Despite such demands, Cornely described the meeting as “extremely cordial” but was quick to say “certainly nobody changed anyone else’s mind.”
“We started from polar opposites,” he said. “It’s clear they have plans for Ohio. All of agriculture needs to have some serious internal discussions about it.”
Ohio Cattlemen’s Association director Elizabeth Harsh called the meeting “a good wake-up call” for the state’s animal agriculture producers, including those veal producers affiliated with the cattlemen’s association. The discussion centered largely around confinement housing for multiple species, which Harsh called “an agenda that certainly involves us all.”
“It’s proof we can’t tell our own production story often enough to get the message out there. We’ve got to tell it over and over and over again.”
“They said they will legislate or take the issue to the ballot, that it will be expensive for both sides, and that agriculture would lose.”
Ohio Farm Bureau’s Joe Cornely,
explaining HSUS agenda for Ohio
Away with common sense
Dick Isler, executive vice president of the Ohio Pork Producers Council, sat in on the session with hopes to explain the reasons for using gestation crates in the pork industry.

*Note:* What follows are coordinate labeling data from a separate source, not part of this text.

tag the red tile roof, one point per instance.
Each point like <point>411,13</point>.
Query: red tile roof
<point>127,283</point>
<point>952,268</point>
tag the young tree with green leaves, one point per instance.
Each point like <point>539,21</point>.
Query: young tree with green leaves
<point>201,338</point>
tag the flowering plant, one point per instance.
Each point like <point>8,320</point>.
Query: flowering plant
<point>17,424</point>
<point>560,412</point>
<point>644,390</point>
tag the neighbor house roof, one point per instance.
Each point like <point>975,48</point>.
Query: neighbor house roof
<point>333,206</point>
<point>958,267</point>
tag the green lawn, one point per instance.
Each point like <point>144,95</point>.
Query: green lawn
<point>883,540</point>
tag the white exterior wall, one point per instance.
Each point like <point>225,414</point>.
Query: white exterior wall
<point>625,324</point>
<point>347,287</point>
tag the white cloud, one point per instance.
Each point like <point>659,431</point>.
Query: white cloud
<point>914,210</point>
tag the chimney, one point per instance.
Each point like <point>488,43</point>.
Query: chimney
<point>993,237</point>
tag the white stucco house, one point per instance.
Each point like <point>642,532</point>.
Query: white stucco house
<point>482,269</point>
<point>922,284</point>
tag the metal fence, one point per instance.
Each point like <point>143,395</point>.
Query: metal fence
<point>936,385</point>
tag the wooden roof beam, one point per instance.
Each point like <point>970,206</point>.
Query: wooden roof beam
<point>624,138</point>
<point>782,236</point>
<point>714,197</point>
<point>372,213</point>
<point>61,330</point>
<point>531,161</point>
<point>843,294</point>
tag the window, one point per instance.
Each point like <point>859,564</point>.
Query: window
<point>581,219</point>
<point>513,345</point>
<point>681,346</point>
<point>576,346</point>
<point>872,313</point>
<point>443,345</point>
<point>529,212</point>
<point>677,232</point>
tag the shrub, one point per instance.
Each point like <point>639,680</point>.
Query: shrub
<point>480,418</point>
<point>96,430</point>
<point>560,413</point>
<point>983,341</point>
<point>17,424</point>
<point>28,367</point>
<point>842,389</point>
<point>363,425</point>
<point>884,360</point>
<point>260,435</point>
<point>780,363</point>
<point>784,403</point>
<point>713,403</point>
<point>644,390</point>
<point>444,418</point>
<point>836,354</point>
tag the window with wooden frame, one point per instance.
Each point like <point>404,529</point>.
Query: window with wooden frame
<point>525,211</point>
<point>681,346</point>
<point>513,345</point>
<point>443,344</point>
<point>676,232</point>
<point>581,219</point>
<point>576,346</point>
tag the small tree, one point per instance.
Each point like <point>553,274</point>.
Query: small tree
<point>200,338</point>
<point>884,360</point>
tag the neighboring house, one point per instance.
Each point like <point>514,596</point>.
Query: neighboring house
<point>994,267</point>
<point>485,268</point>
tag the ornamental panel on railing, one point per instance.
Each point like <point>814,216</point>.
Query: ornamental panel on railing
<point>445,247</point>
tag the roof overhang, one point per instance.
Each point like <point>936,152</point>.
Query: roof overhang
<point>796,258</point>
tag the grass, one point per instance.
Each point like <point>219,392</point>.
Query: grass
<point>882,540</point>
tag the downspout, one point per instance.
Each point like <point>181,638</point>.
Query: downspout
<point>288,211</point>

“I grew up on a hog farm without stalls, where we used group housing. It’s my and my family’s personal opinion that it’s much better off for animals and humans with the way hogs are housed today,” Isler said.
Isler said his viewpoint was “very much disagreed” with, and it appeared humane society representatives came into the meeting with their minds made up.
“They clearly stated they want to do away with animal agriculture and large-scale farming, which is how we produce food now for efficiency. If they get their ways, food prices will go up and we’ll have to import meat and eggs from other states or countries,” Isler said.
Joe Cornely, who serves as senior director of corporate communications for the Farm Bureau, said there’s no hiding now for Ohio farmers.
“Hoping it will go away, or thinking it won’t come here, is not an option. Frankly, enough of us in agriculture don’t know what we’re facing, and that’s worrisome,” he said.
Cornely also said it’s troubling that many in the state’s farming community still don’t know what the Humane Society of the United States is, or what its mission and true objective is — “the end of all animals being used by humans for any reason, even protein.”
“Certainly we’ll not leap to a vegan society overnight, but they’re taking and succeeding at small steps toward their ultimate goal,” Cornely said.
Just days before the livestock industry powwow, the humane society gathered Ohio citizens in the state capital to meet with lawmakers and urge them to pass bills to protect animals. Issues addressed were puppy mills, factory farming and organized animal fights.
Some 150 people from 78 counties participate in the humane lobby day.
As of presstime, Wayne Pacelle, president and CEO of the humane society, had not returned calls to comment on either event.